For mt-heteroplasmy detected in WGS data, we piled up raw reads from the scRNA-seq BAM files and generated SNP-by-cell matrices using cellSNP-lite (version 1.2.2)⁷⁹. Next, we performed clonal assignment of each cell using the BinomMixtureVB function (binomial mixture model) implemented in vireoSNP (version 0.5.8)⁸⁰. We included samples in which more than 80% of cells showed posterior clonal assignment probability > 0.8.

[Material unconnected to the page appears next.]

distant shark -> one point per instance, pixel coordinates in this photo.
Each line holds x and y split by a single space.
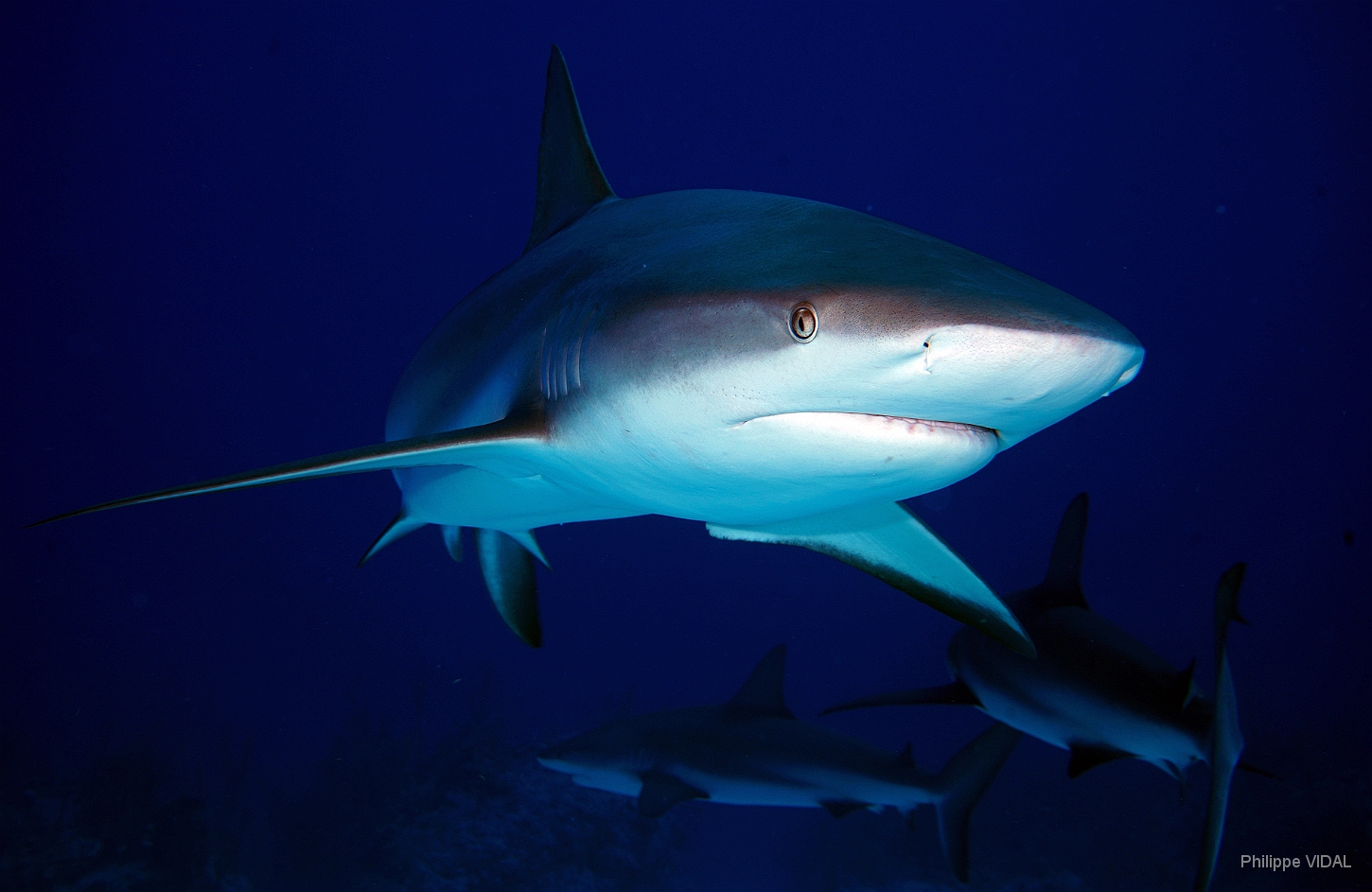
752 751
783 369
1094 690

DEG analysis between somatically mutated and normal cells

DEG analysis for CNAs was conducted for mutated and normal cells from the same samples in CH01 and CH05. We used MAST (version 1.20.0)⁸¹ implemented in Seurat, and DEGs were considered significant if they satisfied FDR (adjusted P values via the Benjamini–Hochberg method) < 0.05 and log₂ (fold change) > 0.25 (in CH01) or 0.5 (in CH05). For significant DEGs, pathway enrichment analysis was performed using the enrichGO function of clusterProfiler⁶⁷ with parameters OrgDb = ‘org.Hs.eg.db’, ont = ‘BP’, pvalueCutoff = 0.05 and pAdjustMethod = ‘BH’. In the CH05 analysis, immunoglobulin genes were excluded from the pathway analysis.

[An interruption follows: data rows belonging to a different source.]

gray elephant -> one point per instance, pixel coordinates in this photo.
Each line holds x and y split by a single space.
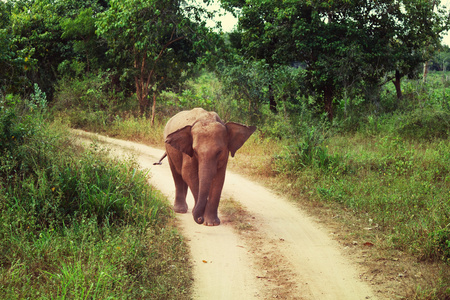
197 146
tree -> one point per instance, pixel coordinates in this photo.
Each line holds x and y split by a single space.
37 36
152 41
345 44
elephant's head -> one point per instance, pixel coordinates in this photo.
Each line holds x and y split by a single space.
209 144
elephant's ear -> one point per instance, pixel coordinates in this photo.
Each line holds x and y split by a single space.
237 135
181 140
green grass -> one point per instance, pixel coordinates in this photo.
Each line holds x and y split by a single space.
77 225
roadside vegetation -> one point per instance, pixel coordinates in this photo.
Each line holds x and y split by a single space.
358 130
75 224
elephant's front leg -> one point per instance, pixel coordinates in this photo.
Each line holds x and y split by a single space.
181 187
210 216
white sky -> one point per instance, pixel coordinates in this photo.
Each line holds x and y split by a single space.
229 22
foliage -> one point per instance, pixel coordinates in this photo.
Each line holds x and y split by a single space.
345 46
76 224
158 36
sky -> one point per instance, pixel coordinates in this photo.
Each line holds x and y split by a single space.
229 22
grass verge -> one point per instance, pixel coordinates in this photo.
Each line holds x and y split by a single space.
77 225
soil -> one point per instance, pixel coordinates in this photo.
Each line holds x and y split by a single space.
279 252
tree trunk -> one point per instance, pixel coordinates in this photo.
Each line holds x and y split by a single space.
272 102
153 109
397 82
425 71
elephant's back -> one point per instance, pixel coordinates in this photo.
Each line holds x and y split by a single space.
189 117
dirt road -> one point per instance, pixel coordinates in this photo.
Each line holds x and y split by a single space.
285 255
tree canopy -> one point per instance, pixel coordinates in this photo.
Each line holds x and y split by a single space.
346 45
346 48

DEG analysis between cells with LOY and normal cells was performed using a pseudobulk approach. Pseudobulk matrices were created by aggregating gene counts for each cell type within cells with LOY or normal cells in each sample. Genes were included if they were expressed in more than 10% of cells. We included samples with more than nine cells with LOY and more than nine normal cells in the cell type. This analysis was performed using a linear mixed model implemented in the lme4 R library (version 1.1.32) with fixed effects for age and 10x chemistry and random effects for sample. DEGs were considered significant if they satisfied FDR (adjusted P values via the Benjamini–Hochberg method) < 0.01 and log₂ (fold change) > 0.25. Pathway analysis was performed using the same procedure as for mCAs.

Differential abundance analysis of LOY

We used Milo (version 1.2.0)³⁷ to test for the differential abundance of cells within defined neighborhoods between LOY-high and LOY-low samples. This analysis was performed in the same manner as the metagenomic analysis. Comparisons of cell proportions between LOY-high and LOY-low samples were carried out using two-sided Wilcoxon rank-sum test.

Statistics and reproducibility

No statistical methods were used to predetermine sample sizes. Data distribution was assumed to be normal, but this was not formally tested. No data were excluded from the analyses. We did not use any study design that required randomization or blinding.

Reporting summary

Further information on research design is available in the Nature Portfolio Reporting Summary linked to this article.